I truly thought of GM Frank Cashen's glassy eye retelling, when asked in 2002, about that Met team he had helped build when he said "they should have won championships." I just realize that the Mets are one of those teams that will inevitably break your hearts more than they will make you happy. They are that girlfriend who all your friends tell you to stay away from but you can think of alot of happy moments, albeit on one hand, and thats enough for you to hang on to. The Mets in the long run will upset you by making boneheaded trades (Kazmir) and just make you want to kick yourself in the 'nads by your star $100 million plus CF strike out looking to end the 7th game of the NLCS.
That team made you understand that winning a World Series is tougher than you think. That there are unforseen circumstances that make teams lose all the time. But the Mets make you upset because they had it. They had it and they lost it.
Just to complete this here are the top 5 reasons the 86 Mets didnt last:
5. Mel Stottlemeyer- How does a former Yankee ruin everything all the time? He thought that it would be good for Doc Gooden to learn a change up. He figured there was fixing needed for his mechanics. What once was an effortless dominant stretch, Doc began to think and pitching didn't feel natural anymore. He was not the same pitcher in 1986 as he was in 1985. Although they won, Doc was a shell of his former self EVEN in 1986.
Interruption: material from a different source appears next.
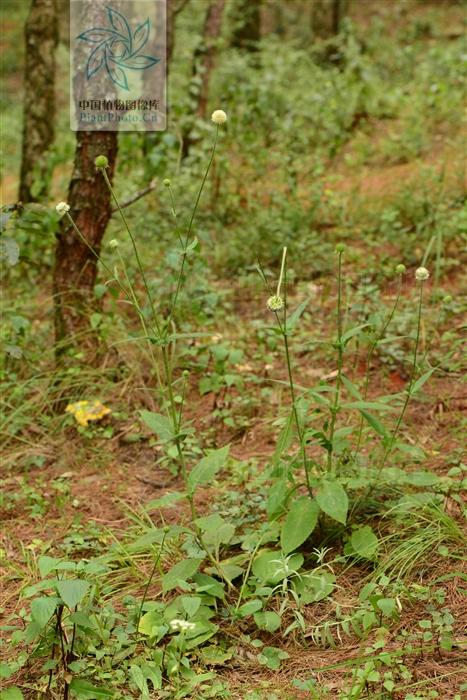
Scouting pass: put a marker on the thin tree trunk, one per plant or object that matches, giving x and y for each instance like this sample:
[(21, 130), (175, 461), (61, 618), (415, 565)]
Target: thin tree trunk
[(75, 266), (246, 18), (204, 59), (41, 34)]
4. Destruction of the Farm System- Years before the Yankees were the pimps selling their young goods to other teams for broken down veterans, the Mets perfected that art and ended up giving away what was a stacked farm system for veterans on their way down. Its always a dicey proposition mortgaging your future for immediate success, but the Mets proved that even in the 80's they were Kazmir-ing their way along.
3. Preferential Treatment- Davey Johnson was not a babysitter and to his credit, no manager should ever be blamed for another man's mistakes. But Davey allowed Doc and Straw and the rest of the stars to play while their lives were falling apart.
2. Trading away everyone- Does this not explain everything? Keith Hernandez, Nails (Dykstra), Wally Backman, Kevin Mitchell, Ray Knight, Ron Darling were all victims.
1. Cocaine- Its one hell of a drug and it did in both Straw and Doc. What i found pretty incredible was the snitching done by both about each other when both had a problem. I blame this single dumb mistake by both for doing them in. You can win around young talent, and had they remained drug free, they could've continued on paths of dominance.
Enough about the Mets. I need sleep.